Ongoing negotiations with lenders over the refinancing of $1 billion in debt could result in a Chapter 11 bankruptcy restructuring for Southeastern Grocers, sources told Winsight Grocery Business Friday.
Southeastern Grocers, the Jacksonville, Fla.-based parent of the Bi-Lo, Harveys and Winn-Dixie chains, has hired Evercore to advise it in restructuring talks with lenders, Bloomberg reported Friday. According to that report, the retailer was considering a debt swap that could be negotiated under Chapter 11.
A Southeastern spokesperson wasn’t immediately available for comment. Evercore declined comment.
Southeastern is controlled by Lone Star Funds, the Texas-based private equity investors which have owned the company since first buying Bi-Lo in 2005. Bi-Lo previously filed for Chapter 11 in 2009 and emerged a year under a new equity investment from Lone Star. The company since acquired the Winn-Dixie and Harveys banners and combined them under the Southeastern Grocers name. Southeastern operates around 704 stores and has estimated annual sales of more than $10 billion.
A bankruptcy was only one possible outcome of the renegotiations, sources said.
Southeastern has approximately $470 million in notes due in September and another $425 million in notes due in February of 2018.
Those notes were trading near 32 cents on the dollar Friday, sources said.
Last week, Moody’s Investors Service downgraded Southeastern’s corporate family rating and probability of default on the September debt tranche by one notch each, and also lowered ratings on the February 2018 notes, saying the company’s current capital structure was “unsustainable,” despite improving performance of the company.
"The high refinancing risk due to the company's significant debt maturities in 2018 and 2019 is a cause for concern as the current capital structure is unsustainable and the weak liquidity primarily due to the significant debt maturities increases the probability of a distressed exchange, hence the downgrade", Moody's Vice President Mickey Chadha said in a statement. "From an operating performance standpoint [Southeastern] has demonstrated improvement in EBITDA and credit metrics and we expect this trend to continue.”
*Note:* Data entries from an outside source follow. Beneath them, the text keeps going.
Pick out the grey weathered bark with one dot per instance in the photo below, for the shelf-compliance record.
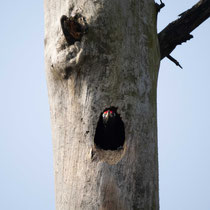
(115, 64)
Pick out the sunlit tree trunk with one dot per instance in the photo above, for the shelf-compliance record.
(116, 64)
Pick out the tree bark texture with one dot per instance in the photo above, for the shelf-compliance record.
(114, 64)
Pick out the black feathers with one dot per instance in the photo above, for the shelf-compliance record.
(73, 28)
(110, 133)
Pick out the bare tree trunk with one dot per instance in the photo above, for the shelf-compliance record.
(115, 63)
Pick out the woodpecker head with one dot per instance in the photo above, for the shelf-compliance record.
(108, 115)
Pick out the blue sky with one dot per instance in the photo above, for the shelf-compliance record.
(26, 160)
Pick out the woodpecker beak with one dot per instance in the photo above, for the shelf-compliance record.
(107, 115)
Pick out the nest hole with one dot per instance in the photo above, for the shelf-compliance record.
(110, 130)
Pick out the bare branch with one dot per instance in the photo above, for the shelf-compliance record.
(179, 30)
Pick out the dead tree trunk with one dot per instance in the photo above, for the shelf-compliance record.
(102, 54)
(109, 56)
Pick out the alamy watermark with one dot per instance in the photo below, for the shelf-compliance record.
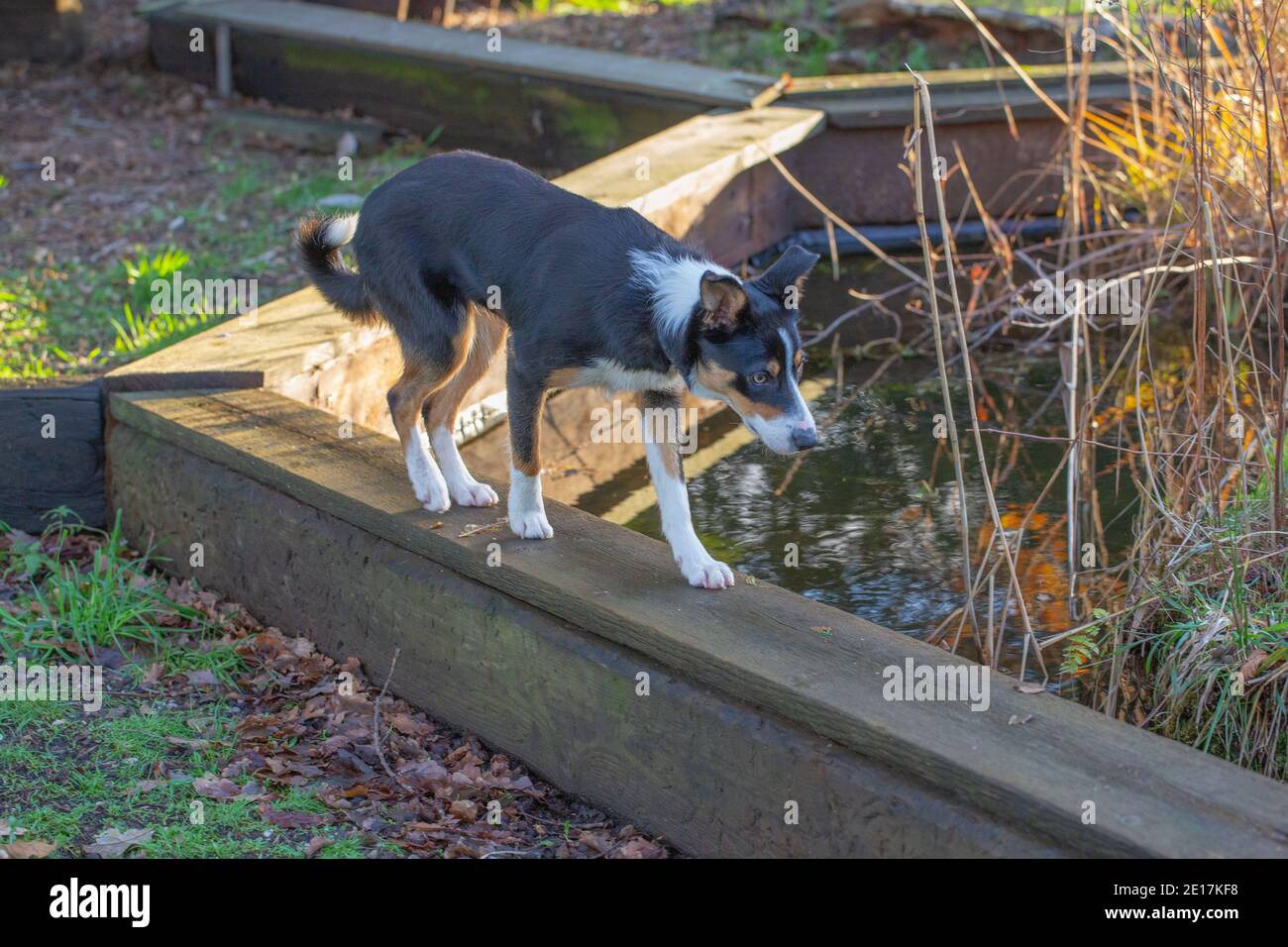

Mike Terwilliger, portfolio manager for the Resource Credit Income Fund, in an interview Friday said the news that Southeastern would mull a Chapter 11 was not surprising nor cause for alarm necessarily, given the company’s heavy debts. “No one who owns this debt would be surprised,” he said.
According to Terwilliger said a bankruptcy restructuring would be necessary only if holders and Southeastern cannot arrive at an agreement over a debt swap, which would replace old debt with some new debt, with the rest in equity.
A Chapter 11 restructuring could benefit the company by allowing it to reject leases of struggling stores but could reflect poorly on its image with shoppers and trigger issues with trade creditors.
Sources said Southeastern has shown improved financial and sales performance this year, slowing the rate of comp declines behind investment in new store formats including Fresco Y Mas, which has replaced a number of Winn-Dixie stores in heavily Hispanic communities; and Harveys, which has expanded at former conventional sites as a value focused banner.